Садясь в слэмгаллионский дилижанс, я заметил, что ночь темна, дорога пустынна и что я единственный пассажир. Пусть читатель поверит, что я сообщаю об этом обстоятельстве без всякой задней мысли. Долгие годы чтения романов заранее научили меня, чего следует ожидать искушенному читателю от такого сообщения. Рассказчик, который неосмотрительно искушает судьбу таким прозрачным вступлением, с первой же страницы подвергаясь опасности быть ограбленным или убитым, повстречаться с вырвавшимся на свободу умалишенным или познакомиться с дамой своего сердца, вполне заслуживает разоблачения. Могу сказать по совести, что ничего этого со мной не случилось. Дорога из Уингдэма в Слэмгаллион не знает других бандитов, кроме содержателей гостиниц, имеющих патент от правительства; умалишенные не настолько лишились рассудка, чтобы по собственной воле разъезжать в калифорнийских дилижансах, и даже моя любезная Лаура, как она ни мила и ни терпелива, вряд ли смогла бы произвести на меня впечатление в таких удручающих обстоятельствах.

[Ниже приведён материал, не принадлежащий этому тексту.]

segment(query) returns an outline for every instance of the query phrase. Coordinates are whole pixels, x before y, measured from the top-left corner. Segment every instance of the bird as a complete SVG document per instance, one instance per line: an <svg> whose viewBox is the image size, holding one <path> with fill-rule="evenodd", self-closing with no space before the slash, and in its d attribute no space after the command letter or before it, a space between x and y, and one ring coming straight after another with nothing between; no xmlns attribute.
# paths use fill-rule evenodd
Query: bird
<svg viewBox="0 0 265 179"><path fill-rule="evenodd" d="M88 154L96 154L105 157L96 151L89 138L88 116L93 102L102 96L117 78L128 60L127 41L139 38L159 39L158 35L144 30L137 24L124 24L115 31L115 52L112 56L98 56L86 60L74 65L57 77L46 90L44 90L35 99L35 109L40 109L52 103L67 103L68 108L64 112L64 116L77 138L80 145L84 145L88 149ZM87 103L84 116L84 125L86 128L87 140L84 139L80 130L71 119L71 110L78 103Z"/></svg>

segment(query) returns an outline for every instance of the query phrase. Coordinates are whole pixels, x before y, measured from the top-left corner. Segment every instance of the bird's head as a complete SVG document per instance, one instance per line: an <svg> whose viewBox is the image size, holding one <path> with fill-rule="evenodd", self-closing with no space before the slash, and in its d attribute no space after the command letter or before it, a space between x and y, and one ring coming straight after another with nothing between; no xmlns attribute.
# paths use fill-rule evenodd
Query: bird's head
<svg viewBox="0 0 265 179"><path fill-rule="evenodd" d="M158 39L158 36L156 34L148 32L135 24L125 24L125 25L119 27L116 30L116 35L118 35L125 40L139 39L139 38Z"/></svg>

Я стоял с пледом и саквояжем в руках, нерешительно оглядывая экипаж. Даже в темноте красная пыль Уингдэма была заметна на империале и боках дилижанса; красная глина Слэмгаллиона прочно облепила его колеса. Я отворил дверцу; дилижанс тревожно заскрипел, И из темной бездны, словно призрачные руки, протянулись ко мне повисшие ремни, приглашая меня войти и покончить разом со всеми мучениями.

Не могу умолчать о следующем обстоятельстве, которое показалось мне загадочным и даже страшным. Человек, стоявший на крыльце и, как я думаю, не имевший никакого отношения к конторе дилижансов, не торопясь сошел со ступенек, приблизился к экипажу, дернул за ручку, открыл дверцу, плюнул в глубину дилижанса и вернулся к порогу гостиницы все так же неторопливо и важно. Не успел он вернуться на место, как второй субъект, тоже, как видно, посторонний, спокойно сойдя по ступенькам, подошел к карете сзади, приподнял подножку, невозмутимо сплюнул на заднюю ось, потом медленно и задумчиво возвратился в гостиницу. Третий зритель утомленно отделился от ионической колонны портика, подошел к козлам, с минуту созерцал сиденье, неторопливо плюнул на него, затем вернулся к своей колонне. В этом обряде крещения плевками было столько загадочного, что волосы встали у меня дыбом.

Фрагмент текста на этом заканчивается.